Und sie haben historische Vorbilder. Bereits in den 60er Jahren des 20. Jahrhunderts reisten junge Menschen mit dem Rucksack auf dem Rücken nach Asien und begründeten den sogenannten Hippie-Trail – Eine Reiseroute von Europa nach Südasien.
Oder die Wanderschaft der jungen Handwerker, das Trampen oder das Interrail-Ticket zeigen, dass junge Menschen schon früher den Mut hatten, sich dem Wunsch nach Welterfahrung hinzugeben.




Das Phänomen Backpacking hat zudem schon seit längerem Einzug in Film und Fernsehen gehalten. Denkt man nur mal an die Blockbusterverfilmung des Bestsellers „The Beach“(2000) mit Leonadro di Caprio in der Hauptrolle. Oder die Aussteigerverfilmung „Into the Wild“ (2007) – eine einfühlsam erzählte Geschichte über Christopher McCandless, der in der Wildnis Alaskas seinen Lebenssinn sucht. Oder der aktuell in den Kinos laufende „Der große Trip - Wild“(2014). Ein Film über Schicksalsschläge, Selbstfindung und der Wanderung auf dem Pacific Crest Trail. Beispiele für verfilmte Rucksackreisen gibt es unzählige.

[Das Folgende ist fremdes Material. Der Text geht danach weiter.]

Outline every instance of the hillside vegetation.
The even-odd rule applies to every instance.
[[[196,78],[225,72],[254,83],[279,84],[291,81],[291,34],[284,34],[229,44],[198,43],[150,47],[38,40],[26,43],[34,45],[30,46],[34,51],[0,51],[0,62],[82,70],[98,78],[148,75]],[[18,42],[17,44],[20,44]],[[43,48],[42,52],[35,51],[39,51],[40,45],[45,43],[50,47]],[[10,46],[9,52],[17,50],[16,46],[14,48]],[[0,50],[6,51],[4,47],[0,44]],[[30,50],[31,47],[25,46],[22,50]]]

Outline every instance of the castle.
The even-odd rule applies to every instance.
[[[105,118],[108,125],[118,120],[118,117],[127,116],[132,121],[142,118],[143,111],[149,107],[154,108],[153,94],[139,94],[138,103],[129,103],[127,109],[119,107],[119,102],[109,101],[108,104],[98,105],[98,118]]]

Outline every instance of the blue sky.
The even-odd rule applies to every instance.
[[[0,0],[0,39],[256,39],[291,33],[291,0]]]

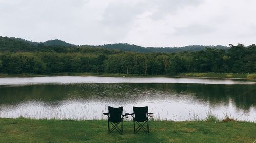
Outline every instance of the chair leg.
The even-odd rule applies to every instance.
[[[135,134],[135,123],[134,122],[134,119],[133,120],[133,133]]]
[[[150,122],[147,120],[147,133],[150,133]]]
[[[110,121],[108,120],[108,134],[110,132]]]
[[[123,134],[123,120],[122,120],[122,127],[121,127],[121,128],[122,128],[122,131],[121,131],[121,133],[122,134]]]

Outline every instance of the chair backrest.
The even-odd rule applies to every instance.
[[[123,107],[119,108],[113,108],[108,107],[110,117],[109,120],[111,122],[118,123],[122,121],[122,113],[123,113]]]
[[[134,120],[138,122],[143,122],[148,120],[147,113],[148,111],[147,106],[143,107],[133,107]]]

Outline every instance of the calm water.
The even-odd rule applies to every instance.
[[[211,112],[256,122],[255,93],[255,82],[230,79],[0,78],[0,117],[100,119],[108,106],[122,106],[124,113],[148,106],[156,119],[193,120]]]

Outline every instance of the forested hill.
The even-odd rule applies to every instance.
[[[123,45],[130,46],[120,44]],[[66,47],[43,43],[34,46],[18,39],[0,37],[0,73],[175,75],[255,72],[255,44],[230,45],[227,50],[206,48],[190,52],[138,53],[98,46]]]
[[[131,51],[139,53],[174,53],[183,51],[197,51],[205,50],[206,47],[210,48],[216,48],[218,49],[228,49],[229,47],[217,45],[217,46],[203,46],[203,45],[190,45],[182,47],[147,47],[145,48],[133,44],[128,44],[126,43],[105,44],[103,45],[82,45],[76,46],[73,44],[66,43],[60,40],[51,40],[44,42],[33,42],[23,39],[20,38],[0,36],[0,50],[14,51],[41,51],[41,48],[38,47],[58,47],[60,48],[76,47],[79,48],[83,47],[101,47],[106,49],[117,49],[124,51]],[[48,48],[49,47],[48,47]],[[65,50],[65,49],[64,49]]]
[[[45,41],[44,42],[33,42],[31,41],[27,40],[22,39],[21,38],[11,37],[10,38],[12,39],[13,40],[17,40],[19,41],[23,41],[23,42],[25,42],[26,43],[28,43],[31,45],[35,46],[37,46],[38,44],[44,44],[44,45],[47,46],[63,46],[63,47],[66,47],[76,46],[76,45],[75,45],[74,44],[68,43],[66,42],[65,41],[62,41],[62,40],[60,40],[59,39],[48,40],[48,41]]]
[[[88,46],[85,45],[84,46]],[[182,51],[196,51],[205,50],[205,48],[217,48],[218,49],[227,50],[229,47],[221,45],[217,46],[203,46],[190,45],[182,47],[143,47],[135,45],[130,45],[127,43],[119,43],[113,44],[106,44],[99,46],[89,46],[90,47],[100,47],[108,49],[118,49],[125,51],[132,51],[140,53],[162,52],[173,53]]]

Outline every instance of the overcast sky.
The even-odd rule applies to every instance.
[[[0,36],[76,45],[256,43],[255,0],[0,0]]]

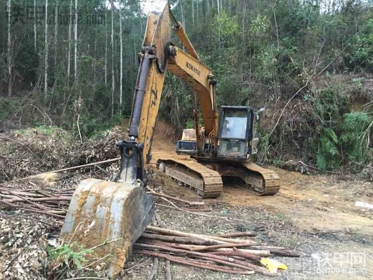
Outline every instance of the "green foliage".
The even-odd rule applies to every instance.
[[[364,133],[369,125],[370,118],[364,112],[352,112],[344,115],[342,134],[340,137],[350,159],[364,162],[367,159],[369,135]]]
[[[370,18],[363,29],[351,39],[349,53],[346,56],[348,65],[373,69],[373,18]]]
[[[276,47],[269,45],[262,48],[254,57],[257,65],[256,72],[264,83],[270,83],[275,79],[279,66],[277,54]]]
[[[78,268],[82,268],[82,263],[87,261],[85,256],[92,253],[92,250],[74,242],[71,245],[62,244],[53,250],[47,249],[50,258],[64,262],[66,265],[72,264]]]
[[[0,122],[5,122],[12,117],[11,115],[14,115],[18,110],[19,101],[16,99],[0,97]]]
[[[230,16],[222,11],[219,17],[217,16],[212,28],[214,37],[216,39],[220,37],[225,46],[232,46],[236,42],[238,25],[235,16]]]
[[[324,128],[318,139],[316,163],[323,170],[335,168],[340,163],[338,137],[331,128]]]
[[[336,85],[323,88],[319,95],[313,98],[313,109],[324,125],[340,126],[342,124],[340,116],[348,111],[347,99],[339,94],[342,86]]]

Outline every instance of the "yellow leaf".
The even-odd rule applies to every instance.
[[[287,269],[287,267],[284,264],[269,258],[262,258],[260,259],[260,263],[264,265],[271,273],[277,273],[278,269],[284,270]]]

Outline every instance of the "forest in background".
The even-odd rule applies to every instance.
[[[92,138],[128,117],[151,1],[0,2],[4,128],[77,133],[79,121]],[[218,105],[266,108],[258,161],[358,171],[372,160],[373,1],[170,2],[214,71]],[[194,100],[167,75],[160,116],[190,127]]]

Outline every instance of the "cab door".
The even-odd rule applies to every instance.
[[[252,111],[248,107],[220,107],[218,157],[245,160],[249,153]]]

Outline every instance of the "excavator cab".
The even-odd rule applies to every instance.
[[[218,157],[245,161],[251,154],[254,112],[249,107],[222,106],[219,115]]]

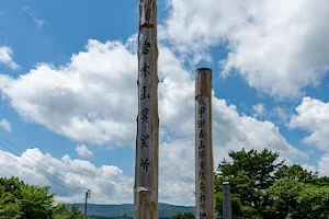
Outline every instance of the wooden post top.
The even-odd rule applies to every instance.
[[[195,96],[212,96],[213,70],[209,68],[198,68],[195,70]]]

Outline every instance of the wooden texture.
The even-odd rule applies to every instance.
[[[157,3],[139,0],[135,219],[158,218],[158,82]]]
[[[212,70],[195,73],[195,218],[214,219]]]
[[[232,219],[228,182],[223,182],[223,219]]]

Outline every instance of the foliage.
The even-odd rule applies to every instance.
[[[11,219],[80,219],[78,208],[54,205],[49,187],[25,184],[16,177],[0,178],[0,218]]]
[[[230,151],[215,173],[216,211],[222,215],[223,182],[229,182],[235,216],[246,218],[329,218],[329,177],[298,164],[285,165],[264,149]]]
[[[195,216],[193,212],[178,212],[177,215],[172,216],[172,219],[194,219]]]

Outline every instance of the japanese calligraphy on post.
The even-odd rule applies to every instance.
[[[152,115],[155,112],[152,103],[156,102],[151,96],[157,84],[152,84],[156,74],[156,65],[152,65],[152,57],[156,54],[156,44],[152,39],[151,28],[141,28],[139,32],[139,56],[138,56],[138,132],[136,147],[136,172],[137,187],[151,189],[154,186],[154,154],[152,147]],[[141,41],[143,39],[143,41]]]
[[[209,174],[207,173],[207,168],[211,165],[209,160],[211,153],[211,107],[209,107],[209,96],[197,96],[195,100],[195,174],[196,174],[196,218],[207,219],[207,205],[209,200],[209,186],[207,181],[209,181]]]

Was machen Rucksackreisen also aus? Vor allem die Möglichkeit sich über Grenzen hinweg zusetzen. Die ganze Welt als Erfahrungsraum wahrzunehmen. Selbst zu entscheiden wohin man geht und welches Ziel als nächstes kommt. Jana Binder nennt es in ihrer Ethnologie über Backpacker („Globility“) „Go wherever you want“ und meint damit die Eröffnung eines scheinbar grenzenlosen Bewegungsraums. Eben die Möglichkeit nicht nur an einem Ort zu verweilen, sondern die ganze Welt zu bereisen.

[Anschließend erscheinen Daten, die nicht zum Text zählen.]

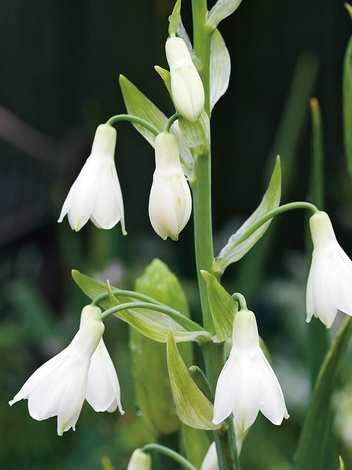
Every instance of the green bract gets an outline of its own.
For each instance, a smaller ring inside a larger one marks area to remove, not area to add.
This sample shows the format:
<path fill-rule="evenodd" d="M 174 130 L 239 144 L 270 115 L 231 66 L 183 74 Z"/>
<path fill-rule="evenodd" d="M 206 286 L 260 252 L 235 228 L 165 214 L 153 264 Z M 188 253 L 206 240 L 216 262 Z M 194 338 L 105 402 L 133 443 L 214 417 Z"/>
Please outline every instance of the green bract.
<path fill-rule="evenodd" d="M 213 405 L 199 390 L 177 350 L 172 329 L 167 342 L 167 366 L 172 395 L 180 420 L 196 429 L 219 429 L 212 423 Z"/>
<path fill-rule="evenodd" d="M 197 341 L 201 343 L 211 340 L 210 333 L 198 323 L 166 305 L 150 302 L 150 308 L 147 308 L 148 303 L 137 302 L 136 298 L 130 295 L 118 296 L 119 289 L 110 288 L 110 286 L 84 276 L 78 271 L 72 271 L 72 276 L 82 291 L 91 299 L 107 293 L 108 298 L 99 302 L 100 305 L 108 309 L 121 307 L 114 309 L 114 315 L 154 341 L 166 343 L 169 328 L 174 329 L 177 342 Z M 124 308 L 125 305 L 126 308 Z M 167 313 L 158 311 L 158 307 Z"/>
<path fill-rule="evenodd" d="M 154 259 L 136 280 L 136 290 L 188 314 L 186 297 L 177 277 L 159 259 Z M 134 328 L 130 328 L 129 344 L 136 398 L 142 419 L 155 437 L 176 432 L 181 422 L 173 403 L 165 344 L 152 341 Z M 182 344 L 181 348 L 187 364 L 190 364 L 191 344 Z"/>
<path fill-rule="evenodd" d="M 232 335 L 233 319 L 237 313 L 237 302 L 207 271 L 201 271 L 207 283 L 209 307 L 214 321 L 216 342 L 226 341 Z"/>
<path fill-rule="evenodd" d="M 352 37 L 345 53 L 342 91 L 345 150 L 348 169 L 352 174 Z"/>
<path fill-rule="evenodd" d="M 180 118 L 178 122 L 182 138 L 193 154 L 205 155 L 210 151 L 210 122 L 204 109 L 198 121 L 191 122 Z"/>
<path fill-rule="evenodd" d="M 164 78 L 164 77 L 163 77 Z M 126 77 L 120 75 L 120 87 L 125 101 L 126 109 L 129 114 L 140 117 L 150 122 L 160 132 L 163 131 L 167 123 L 167 117 L 159 108 L 155 106 L 138 88 L 133 85 Z M 145 127 L 139 124 L 133 124 L 138 132 L 150 143 L 152 147 L 155 144 L 156 136 Z M 171 127 L 171 132 L 177 138 L 178 148 L 180 151 L 180 160 L 184 174 L 192 179 L 194 176 L 194 161 L 190 150 L 186 147 L 177 126 Z"/>
<path fill-rule="evenodd" d="M 215 29 L 220 21 L 237 10 L 241 2 L 242 0 L 218 0 L 208 13 L 207 26 Z"/>
<path fill-rule="evenodd" d="M 210 43 L 210 109 L 226 92 L 229 86 L 231 59 L 225 41 L 216 29 Z"/>
<path fill-rule="evenodd" d="M 276 165 L 271 176 L 269 187 L 264 197 L 246 222 L 231 235 L 229 241 L 220 251 L 214 262 L 214 270 L 223 273 L 227 266 L 240 260 L 264 235 L 269 228 L 271 220 L 262 224 L 254 233 L 249 233 L 252 227 L 260 221 L 268 212 L 276 209 L 281 196 L 281 165 L 277 157 Z M 248 234 L 248 235 L 247 235 Z"/>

Hinzu kommt das Phänomen des Zeitverlustes. Für viele Backpacker ist die Reise eine Art Auszeit, ein time out. Dabei ist nicht wichtig welcher Tag heute ist. Die Tage verlieren an Bedeutung. Zwar geht damit eine Art von Zeitverlust einher, aber man ist auch befreit von jeglicher Zwanghaftigkeit, von Terminen und Deadlines. Backpacker erleben dabei einen ursprünglichen Sinn von carpe diem: ein intensives Erleben der Zeit und des Tages.

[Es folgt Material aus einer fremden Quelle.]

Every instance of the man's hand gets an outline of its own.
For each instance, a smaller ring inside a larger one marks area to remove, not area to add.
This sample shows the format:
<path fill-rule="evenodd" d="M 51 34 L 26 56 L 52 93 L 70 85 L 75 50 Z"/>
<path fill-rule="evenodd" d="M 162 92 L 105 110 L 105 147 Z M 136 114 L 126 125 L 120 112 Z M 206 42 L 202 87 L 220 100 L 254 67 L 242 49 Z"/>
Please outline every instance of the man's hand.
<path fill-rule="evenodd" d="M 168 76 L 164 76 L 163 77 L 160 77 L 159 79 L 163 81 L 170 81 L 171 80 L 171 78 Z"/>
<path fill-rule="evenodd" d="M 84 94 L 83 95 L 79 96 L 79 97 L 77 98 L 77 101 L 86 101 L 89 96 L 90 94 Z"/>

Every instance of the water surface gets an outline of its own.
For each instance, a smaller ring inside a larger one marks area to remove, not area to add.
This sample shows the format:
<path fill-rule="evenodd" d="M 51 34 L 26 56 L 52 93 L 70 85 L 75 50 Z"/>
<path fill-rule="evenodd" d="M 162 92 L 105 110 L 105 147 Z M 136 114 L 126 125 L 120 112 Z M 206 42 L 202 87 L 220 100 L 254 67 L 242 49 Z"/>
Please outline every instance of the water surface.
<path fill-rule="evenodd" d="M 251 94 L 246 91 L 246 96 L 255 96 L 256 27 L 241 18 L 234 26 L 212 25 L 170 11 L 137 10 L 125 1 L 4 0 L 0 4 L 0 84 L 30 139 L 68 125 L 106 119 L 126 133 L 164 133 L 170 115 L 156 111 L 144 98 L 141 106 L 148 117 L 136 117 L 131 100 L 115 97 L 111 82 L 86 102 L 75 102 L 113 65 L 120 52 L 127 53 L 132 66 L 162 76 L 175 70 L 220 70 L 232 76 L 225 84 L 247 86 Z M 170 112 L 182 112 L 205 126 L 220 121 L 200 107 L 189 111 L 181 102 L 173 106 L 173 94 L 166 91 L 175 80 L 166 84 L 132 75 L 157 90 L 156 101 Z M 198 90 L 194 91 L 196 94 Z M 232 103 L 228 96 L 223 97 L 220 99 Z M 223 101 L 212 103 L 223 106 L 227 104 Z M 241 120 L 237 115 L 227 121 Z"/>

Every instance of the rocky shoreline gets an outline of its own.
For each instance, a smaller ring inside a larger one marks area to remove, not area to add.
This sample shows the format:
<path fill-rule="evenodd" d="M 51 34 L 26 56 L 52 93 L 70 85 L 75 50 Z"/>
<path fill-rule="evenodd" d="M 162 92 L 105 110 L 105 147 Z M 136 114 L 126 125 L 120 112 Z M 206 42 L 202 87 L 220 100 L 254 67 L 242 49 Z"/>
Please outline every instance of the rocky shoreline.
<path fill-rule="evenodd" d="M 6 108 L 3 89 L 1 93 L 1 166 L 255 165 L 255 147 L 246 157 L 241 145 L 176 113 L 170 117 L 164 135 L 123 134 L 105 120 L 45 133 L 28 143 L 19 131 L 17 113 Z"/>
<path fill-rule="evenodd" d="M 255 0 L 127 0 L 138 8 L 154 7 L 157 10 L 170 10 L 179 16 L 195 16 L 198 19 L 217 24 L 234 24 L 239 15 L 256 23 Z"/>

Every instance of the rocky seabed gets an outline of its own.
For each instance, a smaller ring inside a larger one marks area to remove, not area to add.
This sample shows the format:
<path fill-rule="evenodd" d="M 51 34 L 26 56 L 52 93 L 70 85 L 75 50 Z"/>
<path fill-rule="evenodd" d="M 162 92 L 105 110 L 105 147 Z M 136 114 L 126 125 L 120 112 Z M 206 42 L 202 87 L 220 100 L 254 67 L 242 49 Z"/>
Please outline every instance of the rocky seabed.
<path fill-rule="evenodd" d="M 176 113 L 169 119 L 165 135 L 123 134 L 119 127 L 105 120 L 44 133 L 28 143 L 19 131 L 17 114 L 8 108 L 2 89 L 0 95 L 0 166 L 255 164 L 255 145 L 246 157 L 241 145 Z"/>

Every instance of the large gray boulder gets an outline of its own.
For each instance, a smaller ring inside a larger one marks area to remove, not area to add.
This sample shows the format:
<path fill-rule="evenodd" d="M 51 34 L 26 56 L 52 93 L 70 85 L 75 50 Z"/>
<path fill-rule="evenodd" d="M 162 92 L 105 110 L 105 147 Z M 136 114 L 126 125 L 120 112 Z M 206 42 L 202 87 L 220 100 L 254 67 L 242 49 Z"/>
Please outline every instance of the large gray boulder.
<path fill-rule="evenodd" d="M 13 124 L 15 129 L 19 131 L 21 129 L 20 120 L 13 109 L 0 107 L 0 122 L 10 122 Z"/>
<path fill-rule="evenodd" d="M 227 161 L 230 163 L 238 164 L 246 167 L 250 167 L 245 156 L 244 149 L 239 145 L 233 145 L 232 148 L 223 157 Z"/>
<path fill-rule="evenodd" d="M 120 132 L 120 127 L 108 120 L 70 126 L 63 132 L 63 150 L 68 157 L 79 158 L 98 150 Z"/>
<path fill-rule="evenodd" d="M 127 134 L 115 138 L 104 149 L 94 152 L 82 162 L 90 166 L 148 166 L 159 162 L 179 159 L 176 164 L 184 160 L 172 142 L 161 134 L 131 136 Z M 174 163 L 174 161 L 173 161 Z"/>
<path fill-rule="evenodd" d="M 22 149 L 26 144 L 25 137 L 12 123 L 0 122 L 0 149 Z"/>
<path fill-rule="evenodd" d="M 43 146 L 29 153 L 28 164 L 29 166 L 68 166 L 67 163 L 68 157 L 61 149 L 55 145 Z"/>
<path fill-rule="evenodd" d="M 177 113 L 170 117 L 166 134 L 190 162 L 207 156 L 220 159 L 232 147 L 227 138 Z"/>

Doch das befreiendste Gefühl, das Rucksackreisende empfinden, ist wohl die Freiheit selbst entscheiden zu können. Selbst über Zweck und Handeln zu entscheiden. Über den nächsten Schritt der Reise oder einfach was es zu Essen geben soll. Diese Zweckfreiheit lässt Raum entstehen, um über das eigene Leben nachzudenken. Über die Dinge die man noch nicht erreicht hat, die Orte die man noch sehen will, die Träume und Vorstellungen, die man verwirklichen möchte. Eben ein Stück weit sich Selbst zu finden in dem Chaos der Multi-Options-Gesellschaft.

Das sind sie also, die Mutigen. Die sich in der „Generation Maybe“ eben doch entscheiden. Also lass uns auch mal Mut beweisen und durch die Welt reisen. Uns vom Fernweh treiben lassen, neues entdecken und altes zurücklassen.
Ein bisschen Backpacker, Rucksackreisender oder Alternativtourist sein. Lass uns Mut beweisen und Geschichten schreiben.

Und eines Tages Baby,
            werden wir alt sein
und an all die Geschichten denken,
            die für immer unsere sind.